The importance of sovereign ratings cannot be overstated enough as they define the cost of funding not only for the public sector but also for the vast majority of domestic corporate and financial institutions via their impact on sovereign rating ceiling. Furthermore, rapid downgrades of the sovereign credit quality can –as we know all too well in Greece- lead to the exclusion of the sovereign from the global funding markets.
For all these reasons, understanding the mechanics and the factors affecting sovereign ratings assigned by major rating agencies is of particular interest for both macroeconomic analysis and investment allocation purposes.
Responding to that need we developed last year and we update now our Global Sovereign Ratings Model. The Global Ratings Model was developed in order to allow us to identify cases of substantial sovereign ratings dislocation i.e. instances where actual ratings assigned by rating agencies deviated substantially from our own model-implied rating assessment. Based on our results out of a total sample of 124 countries we rate, 78 have the “correct” rating (in the sense that our model implied rating matches that of Moody’s), 13 are given a rating “premium” by Moody’s vs our fundamental rating and 33 are rated more conservative that what their fundamentals imply.
Furthermore, given our special interest in the Greek economy, we are able to identify a wide gap between our model-implied rating for Greece vis-à-vis Moody’s. In particular, Moody’s currently rates Greece in the Caa category while according to our model Greece has a 40% chance of being in the Ba range and a 37% chance of being a B rated credit. This “massive” distance between model-implied and Moody’s ratings serves only to highlight how much qualitative factors are holding back Greece’s official ratings.
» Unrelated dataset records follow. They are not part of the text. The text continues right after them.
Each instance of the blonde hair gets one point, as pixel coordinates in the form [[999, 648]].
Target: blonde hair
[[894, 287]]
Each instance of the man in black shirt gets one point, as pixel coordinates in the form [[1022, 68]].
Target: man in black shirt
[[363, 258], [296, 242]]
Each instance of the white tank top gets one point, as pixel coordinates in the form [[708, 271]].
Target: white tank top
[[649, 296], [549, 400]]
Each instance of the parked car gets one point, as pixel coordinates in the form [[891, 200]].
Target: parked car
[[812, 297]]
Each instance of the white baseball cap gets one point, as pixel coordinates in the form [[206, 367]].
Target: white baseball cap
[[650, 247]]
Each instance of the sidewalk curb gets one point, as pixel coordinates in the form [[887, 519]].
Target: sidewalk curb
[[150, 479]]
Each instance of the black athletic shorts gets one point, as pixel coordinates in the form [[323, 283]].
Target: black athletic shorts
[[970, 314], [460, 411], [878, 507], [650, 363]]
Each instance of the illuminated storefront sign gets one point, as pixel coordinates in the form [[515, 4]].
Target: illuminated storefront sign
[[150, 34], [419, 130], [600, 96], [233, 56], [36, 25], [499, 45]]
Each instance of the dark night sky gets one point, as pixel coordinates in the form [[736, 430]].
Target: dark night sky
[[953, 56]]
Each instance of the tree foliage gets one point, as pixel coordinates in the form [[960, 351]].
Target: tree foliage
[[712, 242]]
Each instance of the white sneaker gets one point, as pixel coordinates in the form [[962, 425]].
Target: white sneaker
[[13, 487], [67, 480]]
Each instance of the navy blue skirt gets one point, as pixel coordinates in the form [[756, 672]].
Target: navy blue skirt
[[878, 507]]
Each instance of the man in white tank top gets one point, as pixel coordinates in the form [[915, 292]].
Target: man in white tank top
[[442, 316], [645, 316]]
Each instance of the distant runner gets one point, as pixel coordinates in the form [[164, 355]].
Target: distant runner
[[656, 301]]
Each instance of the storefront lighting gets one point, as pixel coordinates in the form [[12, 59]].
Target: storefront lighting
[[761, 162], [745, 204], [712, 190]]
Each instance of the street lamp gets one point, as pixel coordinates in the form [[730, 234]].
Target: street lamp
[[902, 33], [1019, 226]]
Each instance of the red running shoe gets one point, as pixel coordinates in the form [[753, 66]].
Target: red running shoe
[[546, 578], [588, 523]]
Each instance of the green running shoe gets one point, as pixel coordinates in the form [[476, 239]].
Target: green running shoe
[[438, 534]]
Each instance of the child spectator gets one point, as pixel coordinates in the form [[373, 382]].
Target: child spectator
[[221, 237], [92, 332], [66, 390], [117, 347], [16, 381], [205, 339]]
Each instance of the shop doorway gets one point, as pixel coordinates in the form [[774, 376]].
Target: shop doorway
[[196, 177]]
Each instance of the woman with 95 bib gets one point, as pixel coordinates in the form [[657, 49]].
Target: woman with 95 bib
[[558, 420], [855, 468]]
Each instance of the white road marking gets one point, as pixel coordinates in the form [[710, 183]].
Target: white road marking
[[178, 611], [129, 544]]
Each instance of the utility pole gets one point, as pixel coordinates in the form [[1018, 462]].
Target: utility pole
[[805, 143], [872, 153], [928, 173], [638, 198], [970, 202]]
This degree of overconservatism is likely to continue into the future as our model points to a continuous improvement in Greece’s implied rating. In order to be able to assess the future evolution of Greece’s sovereign rating we map our baseline macroeconomic scenario for the Greek economy into future rating projections. Provided that our macroeconomic scenario pans out, then Greece should be on the verge of regaining investment grade status by 2020.